Then we need to project this forest to the target vocabulary by using the lexicon and the ITG template rules.
This is precisely the set \\(\mathcal D(x)\\) of our lecture notes.

In [65]:
Dx = libitg.make_target_side_itg(src_forest, lexicon)
print(Dx)

[X]:0-0 ||| 'a':0-0
[X]:0-0 ||| 'the':0-0
[X]:0-0 ||| [X]:0-0 [X]:0-0
[X]:0-2 ||| [X]:0-0 [X]:0-2
[X]:0-2 ||| [X]:0-2 [X]:0-0
[X]:0-2 ||| [X]:0-1 [X]:1-2
[X]:0-2 ||| [X]:1-2 [X]:0-1
[X]:0-2 ||| [X]:0-2 [X]:2-2
[X]:0-2 ||| [X]:2-2 [X]:0-2
[X]:3-3 ||| 'a':3-3
[X]:3-3 ||| 'the':3-3
[X]:3-3 ||| [X]:3-3 [X]:3-3
[X]:0-3 ||| [X]:0-1 [X]:1-3
[X]:0-3 ||| [X]:1-3 [X]:0-1
[X]:0-3 ||| [X]:0-2 [X]:2-3
[X]:0-3 ||| [X]:2-3 [X]:0-2
[X]:0-3 ||| [X]:0-0 [X]:0-3
[X]:0-3 ||| [X]:0-3 [X]:0-0
[X]:0-3 ||| [X]:0-3 [X]:3-3
[X]:0-3 ||| [X]:3-3 [X]:0-3
[X]:2-3 ||| [X]:2-2 [X]:2-3
[X]:2-3 ||| [X]:2-3 [X]:2-2
[X]:2-3 ||| 'black':2-3
[X]:2-3 ||| 'noir':2-3
[X]:2-3 ||| [X]:2-3 [X]:3-3
[X]:2-3 ||| [X]:3-3 [X]:2-3
[D(x)] ||| [S]:0-3
[X]:1-1 ||| 'a':1-1
[X]:1-1 ||| 'the':1-1
[X]:1-1 ||| [X]:1-1 [X]:1-1
[S]:0-3 ||| [X]:0-3
[X]:1-3 ||| [X]:1-1 [X]:1-3
[X]:1-3 ||| [X]:1-3 [X]:1-1
[X]:1-3 ||| [X]:1-3 [X]:3-3
[X]:1-3 ||| [X]:3-3 [X]:1-3
[X]:1-3 ||| [X]:1-2 [X]:2-3
[X]:1-3 ||| [X]:2-3 [X]:1-2
[X]:1-2 ||| [X]:1-1 [X]:1-2
[X]:

# Dealing with a translation observation

In training, we can observe translations, thus we need to constrain \\(\mathcal D(x)\\) to the set of derivations that in addition to \\(x\\) also produce our target observation \\(y\\).

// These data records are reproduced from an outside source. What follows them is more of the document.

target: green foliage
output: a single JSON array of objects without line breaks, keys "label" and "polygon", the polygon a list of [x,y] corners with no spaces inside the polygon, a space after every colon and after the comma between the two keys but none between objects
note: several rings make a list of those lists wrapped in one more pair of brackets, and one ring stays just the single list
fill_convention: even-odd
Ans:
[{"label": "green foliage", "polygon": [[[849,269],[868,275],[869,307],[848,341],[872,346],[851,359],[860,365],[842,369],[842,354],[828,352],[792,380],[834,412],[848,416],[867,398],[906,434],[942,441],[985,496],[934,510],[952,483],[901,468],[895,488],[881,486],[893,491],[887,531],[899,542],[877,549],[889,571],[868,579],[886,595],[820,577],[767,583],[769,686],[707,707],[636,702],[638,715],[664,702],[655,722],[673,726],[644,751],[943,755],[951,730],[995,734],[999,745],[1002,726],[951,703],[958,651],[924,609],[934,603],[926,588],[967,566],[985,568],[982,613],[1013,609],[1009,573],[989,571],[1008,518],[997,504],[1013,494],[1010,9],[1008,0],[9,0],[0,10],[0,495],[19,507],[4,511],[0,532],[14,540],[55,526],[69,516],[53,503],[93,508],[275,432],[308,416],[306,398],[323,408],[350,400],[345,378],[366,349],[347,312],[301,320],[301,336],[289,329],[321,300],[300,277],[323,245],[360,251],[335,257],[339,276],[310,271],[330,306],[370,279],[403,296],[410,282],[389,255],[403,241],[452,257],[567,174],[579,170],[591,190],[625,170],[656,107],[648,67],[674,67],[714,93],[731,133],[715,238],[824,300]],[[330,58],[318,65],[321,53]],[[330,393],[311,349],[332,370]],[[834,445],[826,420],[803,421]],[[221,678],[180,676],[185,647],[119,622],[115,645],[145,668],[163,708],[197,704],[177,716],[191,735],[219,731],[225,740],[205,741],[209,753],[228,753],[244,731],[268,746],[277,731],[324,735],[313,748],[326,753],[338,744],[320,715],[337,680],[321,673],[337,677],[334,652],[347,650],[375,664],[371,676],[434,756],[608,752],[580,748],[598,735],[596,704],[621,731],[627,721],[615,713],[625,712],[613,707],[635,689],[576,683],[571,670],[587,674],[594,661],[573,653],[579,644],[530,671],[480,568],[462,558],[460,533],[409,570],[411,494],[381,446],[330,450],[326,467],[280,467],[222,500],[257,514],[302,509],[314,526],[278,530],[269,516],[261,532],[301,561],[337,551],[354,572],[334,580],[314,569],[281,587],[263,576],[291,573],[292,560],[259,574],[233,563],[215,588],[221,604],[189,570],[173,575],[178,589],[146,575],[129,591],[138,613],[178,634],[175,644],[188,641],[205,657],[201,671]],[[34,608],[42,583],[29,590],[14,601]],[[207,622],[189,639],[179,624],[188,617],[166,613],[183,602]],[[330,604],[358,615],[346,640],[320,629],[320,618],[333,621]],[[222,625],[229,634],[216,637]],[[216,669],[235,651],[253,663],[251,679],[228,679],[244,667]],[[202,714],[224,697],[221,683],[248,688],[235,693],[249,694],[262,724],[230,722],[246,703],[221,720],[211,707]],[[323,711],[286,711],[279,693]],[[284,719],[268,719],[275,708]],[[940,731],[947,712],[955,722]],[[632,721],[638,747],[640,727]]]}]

We do that by intersecting the forest for \\(\mathcal D(x)\\) with an automaton that represents \\(y\\).

That is, we first make an FSA for the target sentence:

In [66]:
tgt_fsa = libitg.make_fsa('the black dog')
print(tgt_fsa)

states=4
initial=0
final=3
arcs=3
origin=0 destination=1 label=the
origin=1 destination=2 label=black
origin=2 destination=3 label=dog


and then parse this FSA with the projected forest we got earlier from Earley.
The resulting forest will represent the set \\(\mathcal D(x,y)\\).

In [67]:
Dxy = libitg.earley(Dx, tgt_fsa,
                    start_symbol=Nonterminal("D(x)"), 
                    sprime_symbol=Nonterminal('D(x,y)'))
print(Dxy)

[X]:0-3:1-3 ||| [X]:2-3:1-2 [X]:0-2:2-3
[X]:0-3:1-3 ||| [X]:1-3:1-3 [X]:0-1:3-3
[X]:0-3:1-3 ||| [X]:0-1:1-1 [X]:1-3:1-3
[X]:2-3:1-2 ||| 'black':2-3:1-2
[X]:2-3:0-2 ||| [X]:2-2:0-1 [X]:2-3:1-2
[X]:2-3:0-2 ||| [X]:3-3:0-1 [X]:2-3:1-2
[X]:0-1:2-2 ||| '-EPS-':0-1:2-2
[X]:0-1:1-1 ||| '-EPS-':0-1:1-1
[X]:2-2:0-1 ||| 'the':2-2:0-1
[D(x)]:0-3 ||| [S]:0-3:0-3
[X]:3-3:0-1 ||| 'the':3-3:0-1
[X]:1-3:0-3 ||| [X]:3-3:0-1 [X]:1-3:1-3
[X]:1-3:0-3 ||| [X]:1-1:0-1 [X]:1-3:1-3
[X]:1-3:0-3 ||| [X]:2-3:0-2 [X]:1-2:2-3
[X]:1-2:2-3 ||| 'dog':1-2:2-3
[X]:1-1:0-1 ||| 'the':1-1:0-1
[X]:0-1:3-3 ||| '-EPS-':0-1:3-3
[S]:0-3:0-3 ||| [X]:0-3:0-3
[D(x,y)] ||| [D(x)]:0-3
[X]:0-1:0-0 ||| '-EPS-':0-1:0-0
[X]:0-3:0-3 ||| [X]:2-3:0-2 [X]:0-2:2-3
[X]:0-3:0-3 ||| [X]:0-1:0-1 [X]:1-3:1-3
[X]:0-3:0-3 ||| [X]:0-0:0-1 [X]:0-3:1-3
[X]:0-3:0-3 ||| [X]:1-3:0-3 [X]:0-1:3-3
[X]:0-3:0-3 ||| [X]:3-3:0-1 [X]:0-3:1-3
[X]:0-3:0-3 ||| [X]:0-1:0-0 [X]:1-3:0-3
[X]:0-2:2-3 ||| [X]:1-2:2-3 [X]:0-1:3-3
[X]:0-2:2-3 ||| [X]:0-1:2-2 [X]:1-2:2-3
[

In [68]:
# this is just to illustrate that ref_forest accepts a single target (English) string
libitg.language_of_fsa(libitg.forest_to_fsa(Dxy, Nonterminal('D(x,y)')))

{'the black dog'}

# Length constraint

In order to learn our CRF for maximum likelihood we need to compute the gradient of the log-likelihood.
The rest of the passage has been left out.